I am a big supporter a freedom of speech. I have no qualms regarding an individuals' persuasion religiously or otherwise. I am complaining about your advertisement against 'Militant Atheism' you intend to broadcast globally via the Internet and Television. This advertisement brings you down to the level of all militants and fundamentalists, whether they be Muslim, Christian, Hindu or whatever. It reeks of ignorance, intolerance and racism. The infantile tone in which it is delivered is surely an insult to any viewer. Militant atheism does not exist. The French Revolution, Nazism and Communism are Nationalistic ideologies which were, and are not, flown under the banner of Atheism. If you take your blinkers off you may discover that among others—Hitler and Napoleon were deeply religious. This is opposed to things like President Bush's war on terror, Middle Eastern terrorist activities, Genocide in Africa to name current issues. Need I delve into the past?? I will not, as surely you know the horrible deeds done in the past under the banner of ALL FORMS of religion. Atheism exists for peace and tolerance of all beliefs for all people.

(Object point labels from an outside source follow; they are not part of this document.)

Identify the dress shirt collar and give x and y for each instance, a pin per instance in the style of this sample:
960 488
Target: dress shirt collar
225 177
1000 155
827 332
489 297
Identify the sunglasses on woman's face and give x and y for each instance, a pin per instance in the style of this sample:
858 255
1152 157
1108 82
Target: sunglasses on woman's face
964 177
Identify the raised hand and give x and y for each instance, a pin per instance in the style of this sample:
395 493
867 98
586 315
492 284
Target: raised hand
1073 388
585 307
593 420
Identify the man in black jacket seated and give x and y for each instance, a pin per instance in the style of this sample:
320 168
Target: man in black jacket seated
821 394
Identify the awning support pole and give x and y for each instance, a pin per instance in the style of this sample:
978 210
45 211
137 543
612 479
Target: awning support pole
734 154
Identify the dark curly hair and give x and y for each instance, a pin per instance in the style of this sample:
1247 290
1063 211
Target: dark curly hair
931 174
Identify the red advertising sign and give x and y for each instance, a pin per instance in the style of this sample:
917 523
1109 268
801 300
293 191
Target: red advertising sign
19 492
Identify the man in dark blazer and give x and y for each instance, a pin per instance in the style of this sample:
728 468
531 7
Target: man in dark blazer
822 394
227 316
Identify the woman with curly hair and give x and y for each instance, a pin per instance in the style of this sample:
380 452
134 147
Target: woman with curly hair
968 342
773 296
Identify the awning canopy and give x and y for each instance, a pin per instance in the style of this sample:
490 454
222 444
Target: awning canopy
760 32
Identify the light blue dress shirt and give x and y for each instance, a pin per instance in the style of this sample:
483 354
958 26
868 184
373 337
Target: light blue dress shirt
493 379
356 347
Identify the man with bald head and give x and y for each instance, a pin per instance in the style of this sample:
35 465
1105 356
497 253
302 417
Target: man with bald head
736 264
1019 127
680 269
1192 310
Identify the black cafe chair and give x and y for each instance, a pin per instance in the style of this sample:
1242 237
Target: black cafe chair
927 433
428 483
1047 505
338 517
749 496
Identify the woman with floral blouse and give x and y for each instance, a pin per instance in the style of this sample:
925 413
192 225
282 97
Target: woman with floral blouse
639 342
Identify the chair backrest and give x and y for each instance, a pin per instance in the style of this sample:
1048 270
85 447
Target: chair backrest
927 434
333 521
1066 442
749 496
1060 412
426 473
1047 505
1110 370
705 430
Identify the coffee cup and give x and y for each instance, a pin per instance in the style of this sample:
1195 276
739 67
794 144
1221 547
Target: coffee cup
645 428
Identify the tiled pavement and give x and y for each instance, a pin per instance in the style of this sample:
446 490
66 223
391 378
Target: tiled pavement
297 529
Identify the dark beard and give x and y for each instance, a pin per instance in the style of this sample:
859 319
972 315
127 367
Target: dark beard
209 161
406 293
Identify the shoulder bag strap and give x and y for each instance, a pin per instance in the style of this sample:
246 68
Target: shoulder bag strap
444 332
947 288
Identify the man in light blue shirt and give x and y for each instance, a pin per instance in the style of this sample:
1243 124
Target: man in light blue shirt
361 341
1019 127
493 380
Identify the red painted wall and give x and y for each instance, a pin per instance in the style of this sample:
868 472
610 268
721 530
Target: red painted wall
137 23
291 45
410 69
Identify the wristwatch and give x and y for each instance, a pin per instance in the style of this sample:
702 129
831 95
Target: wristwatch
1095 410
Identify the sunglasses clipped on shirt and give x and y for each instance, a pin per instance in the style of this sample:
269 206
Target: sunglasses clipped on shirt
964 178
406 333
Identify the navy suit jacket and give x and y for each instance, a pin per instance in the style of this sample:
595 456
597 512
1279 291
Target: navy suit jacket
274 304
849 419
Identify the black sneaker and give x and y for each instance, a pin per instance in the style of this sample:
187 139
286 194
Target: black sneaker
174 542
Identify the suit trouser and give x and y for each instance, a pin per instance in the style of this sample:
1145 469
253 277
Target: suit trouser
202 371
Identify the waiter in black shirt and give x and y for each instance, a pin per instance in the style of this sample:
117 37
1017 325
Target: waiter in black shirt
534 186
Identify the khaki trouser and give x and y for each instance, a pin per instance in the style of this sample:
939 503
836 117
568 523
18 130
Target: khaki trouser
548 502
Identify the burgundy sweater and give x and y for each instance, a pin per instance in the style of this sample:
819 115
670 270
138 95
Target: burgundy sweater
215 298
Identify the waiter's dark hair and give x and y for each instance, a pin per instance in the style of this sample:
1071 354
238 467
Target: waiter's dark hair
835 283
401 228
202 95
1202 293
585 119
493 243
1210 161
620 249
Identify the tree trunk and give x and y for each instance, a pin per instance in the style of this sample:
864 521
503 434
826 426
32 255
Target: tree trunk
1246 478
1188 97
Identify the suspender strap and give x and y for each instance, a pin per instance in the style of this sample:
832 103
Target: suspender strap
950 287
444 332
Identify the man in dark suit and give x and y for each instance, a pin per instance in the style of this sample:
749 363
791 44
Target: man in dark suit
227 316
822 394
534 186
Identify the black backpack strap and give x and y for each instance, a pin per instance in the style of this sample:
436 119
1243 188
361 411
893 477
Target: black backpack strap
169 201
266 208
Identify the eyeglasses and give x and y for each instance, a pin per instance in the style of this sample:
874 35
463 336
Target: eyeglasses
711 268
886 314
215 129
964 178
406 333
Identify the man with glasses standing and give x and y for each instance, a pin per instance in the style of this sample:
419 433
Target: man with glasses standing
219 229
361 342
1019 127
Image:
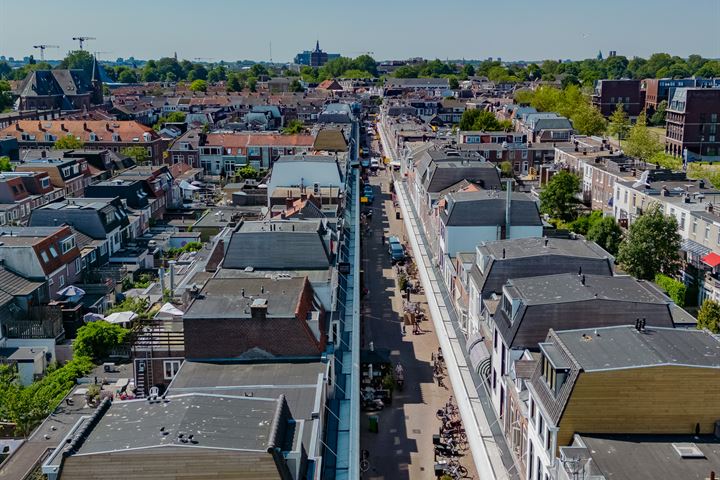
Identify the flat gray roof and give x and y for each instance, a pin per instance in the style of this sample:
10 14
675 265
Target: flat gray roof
215 421
535 247
568 287
233 297
651 457
611 348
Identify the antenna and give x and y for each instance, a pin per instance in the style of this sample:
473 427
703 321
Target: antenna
42 48
82 40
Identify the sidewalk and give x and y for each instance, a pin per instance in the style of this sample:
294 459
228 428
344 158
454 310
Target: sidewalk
492 458
403 448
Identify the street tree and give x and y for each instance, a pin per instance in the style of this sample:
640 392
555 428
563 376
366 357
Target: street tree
558 198
606 233
619 123
68 142
198 86
640 142
709 316
651 246
96 339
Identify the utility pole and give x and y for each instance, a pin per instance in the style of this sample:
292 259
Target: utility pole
82 40
42 48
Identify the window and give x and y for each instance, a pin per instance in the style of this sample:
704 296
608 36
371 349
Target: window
171 368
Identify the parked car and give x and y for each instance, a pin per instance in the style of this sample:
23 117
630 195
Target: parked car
397 253
368 192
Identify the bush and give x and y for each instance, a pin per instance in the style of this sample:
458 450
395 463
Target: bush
96 339
676 289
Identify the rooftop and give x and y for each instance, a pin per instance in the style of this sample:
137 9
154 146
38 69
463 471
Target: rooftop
612 348
569 287
235 297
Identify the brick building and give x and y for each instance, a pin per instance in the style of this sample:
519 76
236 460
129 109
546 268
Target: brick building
692 123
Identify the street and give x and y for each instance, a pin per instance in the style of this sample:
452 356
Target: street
403 447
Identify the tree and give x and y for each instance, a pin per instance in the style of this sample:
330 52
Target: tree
198 86
709 316
139 154
5 165
619 123
296 86
675 289
588 120
294 127
651 246
658 118
640 142
68 142
558 199
606 233
96 339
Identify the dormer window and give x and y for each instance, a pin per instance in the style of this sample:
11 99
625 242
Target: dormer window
555 368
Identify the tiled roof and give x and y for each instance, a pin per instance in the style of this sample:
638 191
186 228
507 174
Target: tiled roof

Perhaps you would like to have a video conference with me so that we can weed out where we are coming from and have a sensible debate. I would be happy to speak to anyone who can tell me why what you are preaching is helpful to mankind.
I pointed out to Peter that Atheism cannot account for morality. I did not accuse him of being immoral, but I did accuse him of borrowing his choice of moral living from the Christian worldview, the very worldview he denounces. He expresses moral outrage on a number of fronts, but he cannot account for any type of moral living given his atheistic assumptions. At death, if atheism is true, there is no difference between Adolf Hitler and Abraham Lincoln, so why should there be any moral difference between them this side of the grave? At death, we are no more than dust in the wind. In life, we are nothing more than wet dust!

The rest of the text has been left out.